The [Splepian-Wolf'73] coding scheme is a famous result in coding theory, that inspired the field of distributed source coding. I guess this topic would be better for Michael's blog, but I am curious to ask some questions, and I want to describe a slightly related beast in the next post.
Review. You have k clients, and a server. The clients have some inputs x1, ..., xk, each of n bits, and they want to communicate all inputs to the server. Now assume these inputs come from some joint distribution with entropy much less than nk. Can one use similarly little communication?
If the distribution is rectangular, i.e. the xi's are independent, each client i can perform source coding (say, Huffman coding) based on his own distribution, achieving H(xi) communication. With dependencies, if clients broadcast their messages in order, each client can perform source coding based on his distribution conditioned on the previous messages. This achieves optimal total communication, since Sumi H(xi | x1, ..., xi-1) = H(x1, ..., xk).
Slepian and Wolf showed that it is possible to achieve optimal communication even if all clients communicate one message simmultaneously, and the messages are only seen by the server.
In fact, there is a whole simplex of possible scenarios for optimal communication.
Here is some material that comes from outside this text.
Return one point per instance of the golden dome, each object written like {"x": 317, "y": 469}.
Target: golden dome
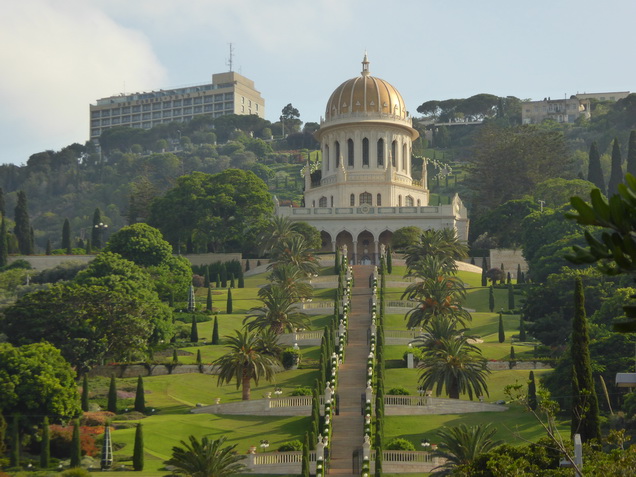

Consider k=2 to make notation easy. Then, it is possible for client 1 to send m1 bits, and client to to send m2 bits as long as:
- m1+m2 ≥ H(x1, x2)
- m1 ≥ H(x1 | x2)
- m2 ≥ H(x2 | x1)
Since then, people have developed efficently encodable and decodable distributed codes for all sorts of important special cases. A "special case" means what makes the inputs correlated (they are close in what metric?). To give realistic examples, the inputs may be close in Hamming distance, or in edit distance, or they may be numbers that are close in value (say, two noisy observations of the same event).
Questions. I never actually worked on this (but on something related, see next post), so I only have some meta questions. The field is usually sold as being important in sensor networks. Is this "for real", or just theoretical PR? People interested in sensor networks on our side of theory (eg the streaming folks) do not seem too aware or interested in this field. Why?